O livro abre precisamente com a publicação da “lei da imoralidade de 1927”, que determina a “proibição de relações carnais ilícitas entre europeus e nativos e outros atos relacionados” e estipula as penas previstas para esses casos.
“Sou um crime” relata, então, o percurso de Trevor Noah num mundo onde nem sequer teria direito a existir, e onde se sentia deslocado tanto nas zonas dos brancos, como nos subúrbios dos negros.
Um rapaz que aos sete anos teve de saltar de um carro em andamento, que jantou muitas vezes caldo de lagartas, que cresceu num regime opressor em tempos perigosos, e que chegou à idade adulta atravessando os tumultuosos primeiros anos de liberdade do seu país.
Na primeira parte do livro, Trevor Noah considera que “a genialidade do apartheid foi convencer uma população que constituía a esmagadora maioria do país a virar-se contra si mesma”.
“‘Apartódio’ seria um termo mais adequado. Apartam-se as pessoas em grupos e instiga-se o ódio de uns contra os outros, com o objetivo de controlar a todos”, acrescenta.
Mas nem só de relatos “tristes” e “perturbadores” da “angustiante” vida na África do Sul, ainda que escritos de forma divertida, é feito este livro, “é mais do que isso – é uma carta de amor à excecional mãe do autor”, como escreveu o The New York Times.
Trevor Noah foi desde sempre impulsionado pela sua mãe — “rebelde, teimosa, exigente e a grande homenageada do livro” — e, através de um “prodigioso sentido de humor”, conseguiu quebrar o ciclo de pobreza e discriminação a que estava condenado”, e chegar ao lugar que ocupa hoje, descreve a editora.
Aliás, na dedicatória do livro lê-se: “Para a minha mãe, a minha primeira admiradora.

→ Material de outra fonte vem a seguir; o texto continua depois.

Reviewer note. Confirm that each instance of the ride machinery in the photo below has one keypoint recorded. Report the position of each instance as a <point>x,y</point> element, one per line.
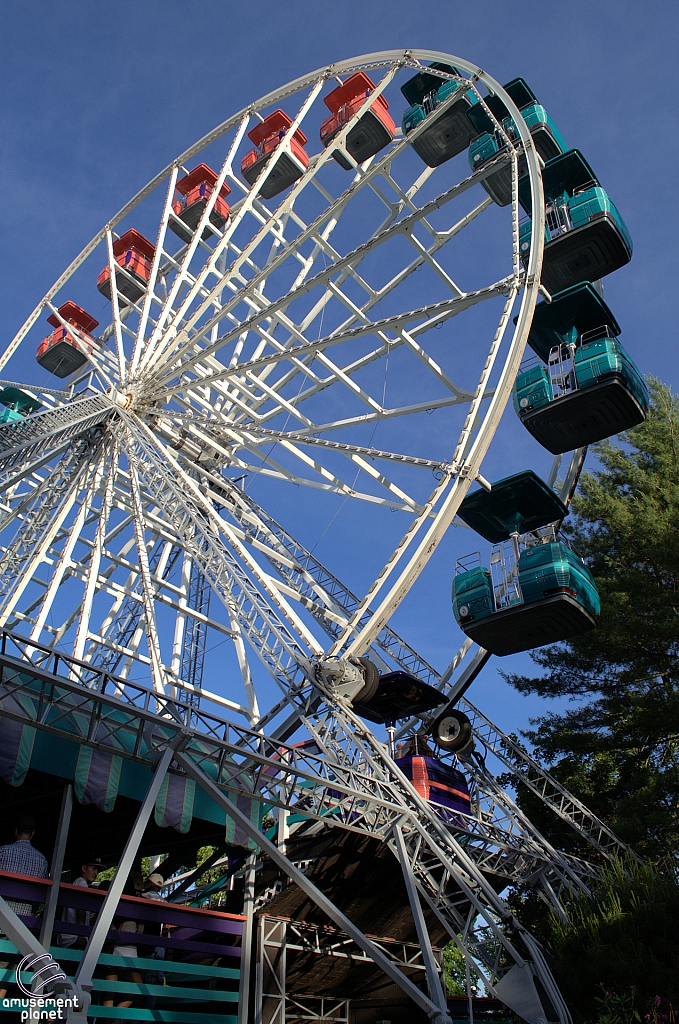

Obrigado por fazeres de mim um homem”.
A mãe de Trevor, a mulher que sempre mostrou determinação em tirar o filho daquele meio de pobreza e violência, é a mesma pessoa que foi vítima de violência doméstica e que chegou a ser baleada, correndo risco de vida.
Um dos textos do livro, que faz uma associação bem-humorada entre carros e momentos tristes da vida do autor, coloca a mãe no centro da questão.

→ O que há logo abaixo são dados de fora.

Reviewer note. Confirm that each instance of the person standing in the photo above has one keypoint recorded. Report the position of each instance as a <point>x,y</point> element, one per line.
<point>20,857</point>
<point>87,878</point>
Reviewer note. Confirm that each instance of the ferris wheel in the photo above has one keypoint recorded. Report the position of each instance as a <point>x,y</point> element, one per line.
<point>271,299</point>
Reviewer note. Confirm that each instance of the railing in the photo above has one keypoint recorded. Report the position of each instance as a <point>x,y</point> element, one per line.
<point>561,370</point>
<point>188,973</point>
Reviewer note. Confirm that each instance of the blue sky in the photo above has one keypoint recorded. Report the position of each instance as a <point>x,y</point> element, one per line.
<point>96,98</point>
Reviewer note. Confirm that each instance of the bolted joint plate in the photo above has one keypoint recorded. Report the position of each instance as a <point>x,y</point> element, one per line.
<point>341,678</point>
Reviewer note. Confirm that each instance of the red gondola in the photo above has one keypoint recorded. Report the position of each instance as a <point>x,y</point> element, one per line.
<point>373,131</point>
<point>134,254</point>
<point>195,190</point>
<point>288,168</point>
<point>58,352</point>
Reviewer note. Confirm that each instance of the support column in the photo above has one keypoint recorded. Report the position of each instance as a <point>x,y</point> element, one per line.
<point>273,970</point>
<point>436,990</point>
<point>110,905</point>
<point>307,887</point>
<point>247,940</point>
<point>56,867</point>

“Ainda hoje odeio carros em segunda mão. Os carros em segunda mão fizeram-me ficar de castigo por chegar tarde à escola. Os carros em segunda mão deixaram-nos a pedir boleia na berma da autoestrada. Foi também por causa de um carro em segunda mão que a minha mãe se casou. Se não fosse pelo Volkswagen que não pegava, nunca teríamos procurado o mecânico que se tornou o marido que se tornou o padrasto que se tornou o homem que nos torturou durante anos e enfiou uma bala na nuca da minha mãe. Para mim, só carros novos com garantia”.
Publicado em vários países, este livro, o primeiro do autor, vai ser adaptado ao cinema, com a atriz Lupita Nyong’o (atriz de origem queniana vencedora do Óscar de melhor atriz secundária pelo seu papel em “12 anos escravo”, de 2013) no papel de mãe do protagonista.

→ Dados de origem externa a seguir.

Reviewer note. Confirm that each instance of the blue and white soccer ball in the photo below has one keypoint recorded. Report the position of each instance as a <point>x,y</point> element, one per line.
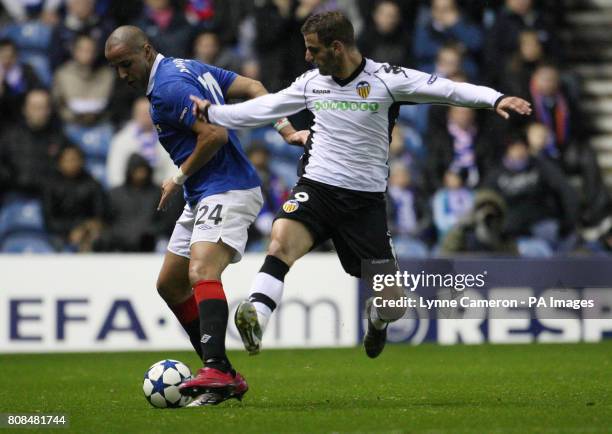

Trevor Noah nasceu em Joanesburgo, em 1984. É humorista, guionista e apresentador de televisão. Começou por apresentar programas e ‘talk shows’ na África do Sul, até se distinguir na ‘stand-up comedy’ e alcançar sucesso internacional.
Atualmente, é apresentador do telejornal satírico The Daily Show, um dos mais icónicos programas de humor norte-americanos, onde sucedeu a Jon Stewart - que o escolheu pessoalmente -, e já gravou vários especiais de ‘stand-up’, como “Afraid of the dark”, o mais recente, disponível na plataforma Netflix.
Trevor Noah vive nos Estados Unidos desde 2011 e foi considerado pela revista Time uma das 100 pessoas mais influentes do mundo.